摘要

Accelerator-based chip multiprocessors (ACMPs), which combine application-specific HW accelerators (ACCs) with host processor core(s), are promising architectures for high-performance and power-efficient computing. However, ACMPs with many ACCs have scalability limitations. The ACCs' performance benefits can be overshadowed by bottlenecks on shared resources of processor core(s), communication fabric/DMA, and on-chip memory. Primarily, this is rooted in the ACCs' data access and the orchestration dependency. Due to very loosely defined ACC communication semantics, and relying on general architectures, the resources bottlenecks hamper performance.
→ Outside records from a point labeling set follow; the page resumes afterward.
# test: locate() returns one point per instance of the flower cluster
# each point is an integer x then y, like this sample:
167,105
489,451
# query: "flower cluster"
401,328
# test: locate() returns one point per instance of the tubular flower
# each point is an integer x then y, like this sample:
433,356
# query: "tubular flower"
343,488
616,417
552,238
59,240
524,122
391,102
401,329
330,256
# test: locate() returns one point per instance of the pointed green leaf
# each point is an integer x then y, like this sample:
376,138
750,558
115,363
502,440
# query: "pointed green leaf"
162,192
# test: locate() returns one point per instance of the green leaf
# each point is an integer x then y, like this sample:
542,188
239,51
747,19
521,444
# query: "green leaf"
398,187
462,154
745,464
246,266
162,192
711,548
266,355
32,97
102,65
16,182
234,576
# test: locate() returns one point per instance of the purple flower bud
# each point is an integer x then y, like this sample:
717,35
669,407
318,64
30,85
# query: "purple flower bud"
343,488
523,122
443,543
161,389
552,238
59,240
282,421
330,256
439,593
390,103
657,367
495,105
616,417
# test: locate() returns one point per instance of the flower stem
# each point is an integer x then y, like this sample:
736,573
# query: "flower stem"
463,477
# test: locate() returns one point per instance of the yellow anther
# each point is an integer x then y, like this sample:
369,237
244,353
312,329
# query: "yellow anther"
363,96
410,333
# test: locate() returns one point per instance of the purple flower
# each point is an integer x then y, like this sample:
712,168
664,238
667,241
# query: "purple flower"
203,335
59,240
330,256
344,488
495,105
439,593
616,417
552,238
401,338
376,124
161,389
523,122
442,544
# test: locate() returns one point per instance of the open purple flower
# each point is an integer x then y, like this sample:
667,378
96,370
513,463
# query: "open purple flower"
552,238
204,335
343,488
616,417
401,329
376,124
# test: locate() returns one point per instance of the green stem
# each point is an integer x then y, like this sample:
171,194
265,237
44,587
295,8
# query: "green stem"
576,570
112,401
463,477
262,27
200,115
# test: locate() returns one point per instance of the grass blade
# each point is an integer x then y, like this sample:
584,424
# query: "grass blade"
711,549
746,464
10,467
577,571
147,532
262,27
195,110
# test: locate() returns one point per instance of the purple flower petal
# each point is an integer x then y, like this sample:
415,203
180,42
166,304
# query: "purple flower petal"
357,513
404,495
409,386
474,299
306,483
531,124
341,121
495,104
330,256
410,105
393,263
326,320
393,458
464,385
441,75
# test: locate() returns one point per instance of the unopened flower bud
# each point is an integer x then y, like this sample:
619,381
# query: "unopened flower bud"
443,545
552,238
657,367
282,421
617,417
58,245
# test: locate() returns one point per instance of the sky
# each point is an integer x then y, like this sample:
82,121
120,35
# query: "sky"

This paper explores and alleviates the scalability limitations of ACMPs. To this end, this paper first proposes ACMPerf, an analytical model to capture the impact of the resources bottlenecks on the achievable ACCs' benefits. Then, this paper identifies and formalizes ACC communication semantics which paves the path toward a more scalable integration of ACCs. The semantics describe four primary aspects: 1) data access; 2) data granularity; 3) data marshalling; and 4) synchronization. Finally, this paper proposes a novel architecture of transparent self-synchronizing accelerators (TSS). TSS efficiently realizes our identified communication semantics of direct ACC-to-ACC connections often occurring in streaming applications. TSS delivers more of the ACCs' benefits than conventional ACMP architectures. Given the same set of ACCs, TSS has up to 130x higher throughput and 78x lower energy consumption, mainly due to reducing the load on shared architectural resources by 78.3x.